While “Not In Vein” covers the fight to defeat the opioid crisis once it’s inside the U.S., it doesn’t shy away from covering the role illegal immigration plays in the war, even including an interview with a Texas rancher who has basically ceded much of his own property to human traffickers — who Carter emphasizes are just as dangerous to their traveling companions as they are to would-be buyers of their illicit drugs — so he can keep his family safe.
“We have to be very careful about our border and our national security,” says Carter, who is of Cuban descent, has friends and family who are Mexican, and draws a hard line between migrants seeking the American dream and cartel plants within their ranks. “We are a sovereign nation and we are allowed to have a border. We are a nation of laws and people that come here have to follow those laws. We can't allow this to become an issue of race or immigration vs. anti-immigration. I just want to protect my children by helping put a dent in drug cartel operations.”
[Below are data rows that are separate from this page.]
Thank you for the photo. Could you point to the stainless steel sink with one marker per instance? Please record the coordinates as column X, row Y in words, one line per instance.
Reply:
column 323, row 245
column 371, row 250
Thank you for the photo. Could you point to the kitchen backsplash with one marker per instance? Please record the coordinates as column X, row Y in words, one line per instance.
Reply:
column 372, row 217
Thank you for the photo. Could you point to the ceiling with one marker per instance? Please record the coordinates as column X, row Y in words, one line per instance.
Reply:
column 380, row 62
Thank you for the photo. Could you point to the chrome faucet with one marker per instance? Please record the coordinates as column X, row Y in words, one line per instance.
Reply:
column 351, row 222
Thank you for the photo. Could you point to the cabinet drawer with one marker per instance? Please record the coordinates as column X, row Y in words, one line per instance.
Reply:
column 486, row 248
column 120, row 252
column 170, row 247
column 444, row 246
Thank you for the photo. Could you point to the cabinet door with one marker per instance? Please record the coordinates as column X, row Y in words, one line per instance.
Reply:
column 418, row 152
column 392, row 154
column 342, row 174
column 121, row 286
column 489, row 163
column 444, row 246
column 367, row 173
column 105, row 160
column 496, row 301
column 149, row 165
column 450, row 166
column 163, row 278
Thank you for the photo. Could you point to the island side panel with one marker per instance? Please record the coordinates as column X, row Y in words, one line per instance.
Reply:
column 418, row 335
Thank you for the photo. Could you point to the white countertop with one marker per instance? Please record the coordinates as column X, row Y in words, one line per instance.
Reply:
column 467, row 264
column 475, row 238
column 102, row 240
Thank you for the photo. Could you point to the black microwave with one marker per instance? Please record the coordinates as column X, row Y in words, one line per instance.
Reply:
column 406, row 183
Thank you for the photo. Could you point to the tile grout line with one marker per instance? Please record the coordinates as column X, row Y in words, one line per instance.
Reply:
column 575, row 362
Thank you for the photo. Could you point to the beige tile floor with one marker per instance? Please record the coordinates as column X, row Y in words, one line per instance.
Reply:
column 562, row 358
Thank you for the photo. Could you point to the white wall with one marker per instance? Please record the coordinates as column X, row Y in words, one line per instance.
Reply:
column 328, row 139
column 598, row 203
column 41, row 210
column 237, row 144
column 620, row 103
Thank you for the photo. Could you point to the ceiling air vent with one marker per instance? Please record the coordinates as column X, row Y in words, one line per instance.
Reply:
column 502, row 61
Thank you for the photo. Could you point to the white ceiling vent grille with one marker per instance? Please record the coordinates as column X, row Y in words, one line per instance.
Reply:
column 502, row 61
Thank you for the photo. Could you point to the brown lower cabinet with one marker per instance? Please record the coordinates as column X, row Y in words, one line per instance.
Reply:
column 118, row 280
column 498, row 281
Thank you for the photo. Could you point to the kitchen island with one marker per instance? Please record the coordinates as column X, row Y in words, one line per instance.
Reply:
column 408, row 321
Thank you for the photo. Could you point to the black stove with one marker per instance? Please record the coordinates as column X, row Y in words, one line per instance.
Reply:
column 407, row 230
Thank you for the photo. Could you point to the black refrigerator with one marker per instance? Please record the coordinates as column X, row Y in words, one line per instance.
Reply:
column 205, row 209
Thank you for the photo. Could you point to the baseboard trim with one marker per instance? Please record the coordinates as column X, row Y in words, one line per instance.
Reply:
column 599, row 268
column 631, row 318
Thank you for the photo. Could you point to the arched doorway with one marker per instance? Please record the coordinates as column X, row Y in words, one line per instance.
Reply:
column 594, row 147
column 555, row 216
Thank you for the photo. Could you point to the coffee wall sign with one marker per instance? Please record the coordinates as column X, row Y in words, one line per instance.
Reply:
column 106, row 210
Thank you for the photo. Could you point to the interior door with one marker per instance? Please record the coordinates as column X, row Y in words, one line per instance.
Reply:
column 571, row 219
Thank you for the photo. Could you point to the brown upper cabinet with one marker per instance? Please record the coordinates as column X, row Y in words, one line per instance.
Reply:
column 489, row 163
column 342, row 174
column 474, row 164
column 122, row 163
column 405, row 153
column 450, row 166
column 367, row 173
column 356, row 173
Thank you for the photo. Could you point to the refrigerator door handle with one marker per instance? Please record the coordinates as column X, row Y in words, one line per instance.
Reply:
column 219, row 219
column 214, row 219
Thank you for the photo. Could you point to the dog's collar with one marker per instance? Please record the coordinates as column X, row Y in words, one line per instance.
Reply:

“We have a massive problem when we have caravans that want to come into our country that start in areas of Central America that are very well known for gang and cartel activity,” Maltz offers, echoing the sentiment. "Border security should be a priority. Period. How we define the best possible way to secure the border is still being decided and the wall alone is not going to solve this. The Sinaloa drug cartel [famously associated with El Chapo] has been digging a sophisticated tunnel network for 20 years. You have to start with a plan of action and hold people accountable. The DOJ’s new transnational organized crime strategy is a good start.”